Monday 3 October 2005

Album Review: Fall Heads Roll

Thirty years have passed since The Fall released their seminal debut, Live At The Witch Trials. While the band appeared to be in decline, 2003’s Real New Fall LP was hoped by many to indicate that the fire and passion that saw them knock out classics like Dragnet, Grotesque and Perverted By Language with almost casual regularity has returned.

Opener Ride Away is as jaunty a tune as they’ve released since their version of The Kinks’ Victoria. The electronic swirls bop along to a ragged reggae skank and a one-two beat with Mark E Smith’s cheeky, intermittent, “hey hey” is a perfect introduction to what is the most frequently brilliant Fall album since This Nation’s Saving Grace.

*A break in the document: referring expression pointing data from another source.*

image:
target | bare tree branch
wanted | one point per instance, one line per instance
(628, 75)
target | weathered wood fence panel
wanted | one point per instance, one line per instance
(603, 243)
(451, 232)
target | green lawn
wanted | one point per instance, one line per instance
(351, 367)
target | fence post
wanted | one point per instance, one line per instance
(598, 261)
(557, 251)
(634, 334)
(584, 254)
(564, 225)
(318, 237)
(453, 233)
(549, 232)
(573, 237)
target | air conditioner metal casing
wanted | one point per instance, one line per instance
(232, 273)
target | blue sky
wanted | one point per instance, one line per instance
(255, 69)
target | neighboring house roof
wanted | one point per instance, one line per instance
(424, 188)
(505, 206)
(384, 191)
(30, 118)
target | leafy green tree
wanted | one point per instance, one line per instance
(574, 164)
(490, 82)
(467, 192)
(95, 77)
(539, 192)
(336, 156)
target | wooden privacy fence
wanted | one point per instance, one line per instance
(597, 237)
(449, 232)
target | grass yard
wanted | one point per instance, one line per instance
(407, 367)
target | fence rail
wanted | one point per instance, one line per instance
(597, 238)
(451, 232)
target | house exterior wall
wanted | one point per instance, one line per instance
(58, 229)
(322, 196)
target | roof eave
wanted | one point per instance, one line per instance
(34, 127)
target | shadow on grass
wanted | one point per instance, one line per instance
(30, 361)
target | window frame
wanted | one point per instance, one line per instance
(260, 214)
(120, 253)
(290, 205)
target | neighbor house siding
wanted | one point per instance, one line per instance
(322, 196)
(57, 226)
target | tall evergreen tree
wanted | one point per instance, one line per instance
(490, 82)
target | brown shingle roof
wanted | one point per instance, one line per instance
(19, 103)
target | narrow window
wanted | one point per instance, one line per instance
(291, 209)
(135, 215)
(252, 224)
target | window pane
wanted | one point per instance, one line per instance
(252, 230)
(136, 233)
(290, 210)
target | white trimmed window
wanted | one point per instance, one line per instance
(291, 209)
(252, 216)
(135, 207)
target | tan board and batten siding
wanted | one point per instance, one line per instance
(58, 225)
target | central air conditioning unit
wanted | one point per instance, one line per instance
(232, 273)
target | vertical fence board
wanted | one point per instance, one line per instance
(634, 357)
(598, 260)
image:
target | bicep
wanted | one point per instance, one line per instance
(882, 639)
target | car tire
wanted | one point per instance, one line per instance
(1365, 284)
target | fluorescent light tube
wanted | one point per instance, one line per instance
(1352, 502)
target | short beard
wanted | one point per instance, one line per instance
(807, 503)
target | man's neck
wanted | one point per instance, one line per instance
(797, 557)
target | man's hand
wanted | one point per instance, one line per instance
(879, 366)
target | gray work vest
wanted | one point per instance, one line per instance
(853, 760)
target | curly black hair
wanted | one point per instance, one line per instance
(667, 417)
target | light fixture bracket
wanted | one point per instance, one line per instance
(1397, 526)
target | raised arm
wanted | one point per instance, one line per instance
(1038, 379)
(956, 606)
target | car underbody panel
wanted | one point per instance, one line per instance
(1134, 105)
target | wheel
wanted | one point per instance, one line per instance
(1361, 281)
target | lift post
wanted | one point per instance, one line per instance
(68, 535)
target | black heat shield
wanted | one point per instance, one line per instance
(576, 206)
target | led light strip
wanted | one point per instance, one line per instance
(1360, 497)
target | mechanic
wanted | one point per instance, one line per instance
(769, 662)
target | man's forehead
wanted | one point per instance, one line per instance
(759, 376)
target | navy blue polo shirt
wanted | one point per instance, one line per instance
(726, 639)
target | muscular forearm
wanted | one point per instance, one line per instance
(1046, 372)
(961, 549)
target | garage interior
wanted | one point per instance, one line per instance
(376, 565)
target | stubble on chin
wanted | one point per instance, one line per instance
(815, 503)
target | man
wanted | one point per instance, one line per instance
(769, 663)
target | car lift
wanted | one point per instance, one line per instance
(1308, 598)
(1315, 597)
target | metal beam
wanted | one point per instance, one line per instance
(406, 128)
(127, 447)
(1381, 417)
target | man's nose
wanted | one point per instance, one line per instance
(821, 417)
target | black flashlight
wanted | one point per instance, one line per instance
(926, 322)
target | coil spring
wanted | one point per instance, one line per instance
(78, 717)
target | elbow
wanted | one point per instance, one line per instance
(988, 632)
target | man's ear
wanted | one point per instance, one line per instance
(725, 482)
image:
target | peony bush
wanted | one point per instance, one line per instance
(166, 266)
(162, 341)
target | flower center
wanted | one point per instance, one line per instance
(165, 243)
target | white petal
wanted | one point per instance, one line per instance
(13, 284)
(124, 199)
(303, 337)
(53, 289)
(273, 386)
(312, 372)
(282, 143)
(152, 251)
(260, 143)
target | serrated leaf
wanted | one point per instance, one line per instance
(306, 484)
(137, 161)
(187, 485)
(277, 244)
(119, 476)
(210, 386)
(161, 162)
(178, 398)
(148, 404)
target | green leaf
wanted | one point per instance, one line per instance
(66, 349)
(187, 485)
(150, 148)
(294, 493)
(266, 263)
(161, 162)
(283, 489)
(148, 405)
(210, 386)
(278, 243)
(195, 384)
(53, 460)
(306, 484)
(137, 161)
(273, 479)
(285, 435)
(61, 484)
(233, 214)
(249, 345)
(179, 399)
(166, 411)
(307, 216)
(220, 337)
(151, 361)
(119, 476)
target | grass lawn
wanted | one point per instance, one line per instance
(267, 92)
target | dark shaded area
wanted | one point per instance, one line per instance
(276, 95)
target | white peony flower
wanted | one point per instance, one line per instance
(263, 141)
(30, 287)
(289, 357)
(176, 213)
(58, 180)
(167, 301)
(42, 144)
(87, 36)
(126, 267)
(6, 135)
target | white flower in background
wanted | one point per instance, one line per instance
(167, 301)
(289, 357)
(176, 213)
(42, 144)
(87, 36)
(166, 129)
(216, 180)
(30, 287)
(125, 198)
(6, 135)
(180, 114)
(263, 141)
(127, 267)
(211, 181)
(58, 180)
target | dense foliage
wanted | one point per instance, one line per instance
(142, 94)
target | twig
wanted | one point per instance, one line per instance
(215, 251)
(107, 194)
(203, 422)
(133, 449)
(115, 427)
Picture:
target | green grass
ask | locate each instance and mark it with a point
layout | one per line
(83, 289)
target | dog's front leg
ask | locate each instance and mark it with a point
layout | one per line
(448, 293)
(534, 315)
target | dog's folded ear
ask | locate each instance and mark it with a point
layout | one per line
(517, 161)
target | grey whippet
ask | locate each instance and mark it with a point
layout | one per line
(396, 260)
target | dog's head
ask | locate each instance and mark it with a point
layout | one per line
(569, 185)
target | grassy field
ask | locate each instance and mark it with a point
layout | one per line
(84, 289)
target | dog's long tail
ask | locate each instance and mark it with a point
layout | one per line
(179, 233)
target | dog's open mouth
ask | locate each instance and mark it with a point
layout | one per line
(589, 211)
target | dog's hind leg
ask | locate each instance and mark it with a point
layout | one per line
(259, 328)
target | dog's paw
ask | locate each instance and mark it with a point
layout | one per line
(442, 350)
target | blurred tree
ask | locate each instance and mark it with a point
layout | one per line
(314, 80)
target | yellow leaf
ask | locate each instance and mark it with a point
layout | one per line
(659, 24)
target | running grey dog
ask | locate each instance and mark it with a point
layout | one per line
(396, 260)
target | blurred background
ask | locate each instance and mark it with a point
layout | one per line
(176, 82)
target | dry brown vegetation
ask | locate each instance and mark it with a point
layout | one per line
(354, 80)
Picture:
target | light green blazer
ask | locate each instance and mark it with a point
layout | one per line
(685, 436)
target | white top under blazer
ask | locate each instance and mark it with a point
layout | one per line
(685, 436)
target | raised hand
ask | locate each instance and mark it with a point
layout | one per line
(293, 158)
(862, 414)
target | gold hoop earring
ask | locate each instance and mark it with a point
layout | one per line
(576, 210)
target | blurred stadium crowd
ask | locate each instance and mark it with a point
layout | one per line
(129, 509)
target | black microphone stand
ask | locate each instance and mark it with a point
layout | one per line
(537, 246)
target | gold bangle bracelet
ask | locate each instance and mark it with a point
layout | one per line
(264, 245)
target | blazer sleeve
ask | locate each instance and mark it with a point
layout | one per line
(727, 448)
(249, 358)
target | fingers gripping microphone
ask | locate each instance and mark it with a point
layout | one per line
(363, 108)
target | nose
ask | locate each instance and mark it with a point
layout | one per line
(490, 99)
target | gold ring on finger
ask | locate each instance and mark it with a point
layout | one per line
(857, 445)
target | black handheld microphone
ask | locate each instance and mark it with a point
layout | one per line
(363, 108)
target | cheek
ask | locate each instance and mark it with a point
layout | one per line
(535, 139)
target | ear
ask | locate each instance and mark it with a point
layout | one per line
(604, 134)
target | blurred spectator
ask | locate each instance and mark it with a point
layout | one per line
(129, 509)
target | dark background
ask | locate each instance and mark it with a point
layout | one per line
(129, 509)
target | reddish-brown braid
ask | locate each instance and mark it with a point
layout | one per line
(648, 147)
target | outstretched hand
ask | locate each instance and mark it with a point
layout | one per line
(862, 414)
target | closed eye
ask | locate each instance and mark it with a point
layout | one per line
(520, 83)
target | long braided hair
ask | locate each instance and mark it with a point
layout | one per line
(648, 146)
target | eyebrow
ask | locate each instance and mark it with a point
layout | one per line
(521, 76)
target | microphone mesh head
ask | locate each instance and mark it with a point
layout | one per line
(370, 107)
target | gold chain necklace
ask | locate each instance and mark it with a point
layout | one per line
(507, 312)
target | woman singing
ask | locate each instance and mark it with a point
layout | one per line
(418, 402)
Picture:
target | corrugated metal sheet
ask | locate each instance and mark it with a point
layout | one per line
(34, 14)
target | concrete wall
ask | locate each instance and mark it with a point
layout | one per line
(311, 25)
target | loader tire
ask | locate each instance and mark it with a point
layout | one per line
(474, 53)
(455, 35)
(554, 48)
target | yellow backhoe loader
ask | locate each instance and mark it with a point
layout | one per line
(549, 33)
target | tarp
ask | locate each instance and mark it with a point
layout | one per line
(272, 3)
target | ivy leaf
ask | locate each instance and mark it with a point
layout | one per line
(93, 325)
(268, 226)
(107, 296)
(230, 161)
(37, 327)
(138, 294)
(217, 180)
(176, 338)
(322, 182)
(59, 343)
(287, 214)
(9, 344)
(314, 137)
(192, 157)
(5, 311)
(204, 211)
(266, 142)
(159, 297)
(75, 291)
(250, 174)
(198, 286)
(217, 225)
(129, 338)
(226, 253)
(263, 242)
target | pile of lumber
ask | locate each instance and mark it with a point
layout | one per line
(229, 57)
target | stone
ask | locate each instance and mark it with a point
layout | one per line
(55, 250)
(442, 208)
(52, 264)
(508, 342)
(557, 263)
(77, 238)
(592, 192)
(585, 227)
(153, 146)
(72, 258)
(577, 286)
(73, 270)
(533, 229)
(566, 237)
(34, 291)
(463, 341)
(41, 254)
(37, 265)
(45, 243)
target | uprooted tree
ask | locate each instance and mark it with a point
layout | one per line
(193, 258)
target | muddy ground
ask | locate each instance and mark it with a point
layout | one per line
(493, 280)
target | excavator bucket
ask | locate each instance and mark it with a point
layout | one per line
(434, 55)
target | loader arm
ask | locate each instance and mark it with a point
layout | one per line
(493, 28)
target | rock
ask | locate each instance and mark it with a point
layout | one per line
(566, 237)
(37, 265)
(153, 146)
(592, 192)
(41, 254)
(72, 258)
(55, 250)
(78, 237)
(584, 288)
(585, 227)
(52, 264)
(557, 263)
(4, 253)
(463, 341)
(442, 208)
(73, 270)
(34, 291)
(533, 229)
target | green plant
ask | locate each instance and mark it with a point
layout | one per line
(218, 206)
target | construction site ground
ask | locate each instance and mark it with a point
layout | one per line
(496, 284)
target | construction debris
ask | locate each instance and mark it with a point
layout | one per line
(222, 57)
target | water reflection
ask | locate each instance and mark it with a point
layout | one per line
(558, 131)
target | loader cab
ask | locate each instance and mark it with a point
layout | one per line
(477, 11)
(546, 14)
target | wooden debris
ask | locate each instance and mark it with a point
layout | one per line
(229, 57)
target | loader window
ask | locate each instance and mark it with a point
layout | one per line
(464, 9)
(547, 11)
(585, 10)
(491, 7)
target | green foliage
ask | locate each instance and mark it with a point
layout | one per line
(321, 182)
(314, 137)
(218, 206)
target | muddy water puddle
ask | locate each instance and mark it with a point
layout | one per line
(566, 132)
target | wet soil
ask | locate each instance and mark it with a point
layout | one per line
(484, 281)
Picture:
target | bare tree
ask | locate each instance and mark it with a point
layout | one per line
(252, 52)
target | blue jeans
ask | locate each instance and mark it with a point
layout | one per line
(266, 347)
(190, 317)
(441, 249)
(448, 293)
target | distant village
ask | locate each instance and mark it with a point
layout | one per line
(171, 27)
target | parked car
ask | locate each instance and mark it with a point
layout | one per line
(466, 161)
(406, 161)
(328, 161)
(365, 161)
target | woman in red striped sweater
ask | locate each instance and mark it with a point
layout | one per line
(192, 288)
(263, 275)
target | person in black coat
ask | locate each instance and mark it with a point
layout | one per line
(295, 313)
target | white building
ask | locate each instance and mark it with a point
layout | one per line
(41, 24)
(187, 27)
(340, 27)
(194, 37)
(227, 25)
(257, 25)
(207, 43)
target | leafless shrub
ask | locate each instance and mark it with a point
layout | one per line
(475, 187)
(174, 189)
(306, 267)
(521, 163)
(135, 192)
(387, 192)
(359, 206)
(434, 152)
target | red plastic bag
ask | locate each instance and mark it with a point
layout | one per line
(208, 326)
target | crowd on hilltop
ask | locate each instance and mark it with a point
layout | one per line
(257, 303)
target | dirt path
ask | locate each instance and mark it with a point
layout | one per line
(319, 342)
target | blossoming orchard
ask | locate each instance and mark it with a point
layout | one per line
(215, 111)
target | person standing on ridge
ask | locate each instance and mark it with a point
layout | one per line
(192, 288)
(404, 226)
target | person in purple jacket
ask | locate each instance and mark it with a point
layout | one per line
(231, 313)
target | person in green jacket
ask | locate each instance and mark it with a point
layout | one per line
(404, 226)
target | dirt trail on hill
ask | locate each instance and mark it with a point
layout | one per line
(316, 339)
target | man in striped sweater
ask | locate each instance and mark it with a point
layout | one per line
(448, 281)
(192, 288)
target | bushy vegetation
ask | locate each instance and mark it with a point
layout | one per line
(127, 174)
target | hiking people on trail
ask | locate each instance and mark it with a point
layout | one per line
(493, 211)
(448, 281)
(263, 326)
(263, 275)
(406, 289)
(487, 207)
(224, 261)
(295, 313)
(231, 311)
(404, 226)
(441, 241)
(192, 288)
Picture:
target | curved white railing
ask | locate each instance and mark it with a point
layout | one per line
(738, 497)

Pacifying Joint has Eleni Smith’s synthesiser zipping over the kind of dirge guitars that only The Fall do this well. That Smith’s lyrics are delivered in the perfect drawl is but icing on the cake. Blindness, having appeared on both Interim and the Peel Sessions Box Set, will be the track most anticipated by Fall fans. Harking back to their long-standing rule that ‘longer is better’ and sounding meaner than ever, Smith’s band demonstrate the magic that can make seven minutes of the same riff feel like a far too short length of time. Later, Smith deconstructs The Move’s I Can Hear The Grass Grow by literally tearing apart the original’s multi-layered arrangements and turning it into a raucous singalong.

Only the Mark E Smith-less Trust In Me (which, annoyingly, closes out the set) sounds out of place on an album which not only proves that The Fall can live up to their legend but, in fact, are more than able to surpass it.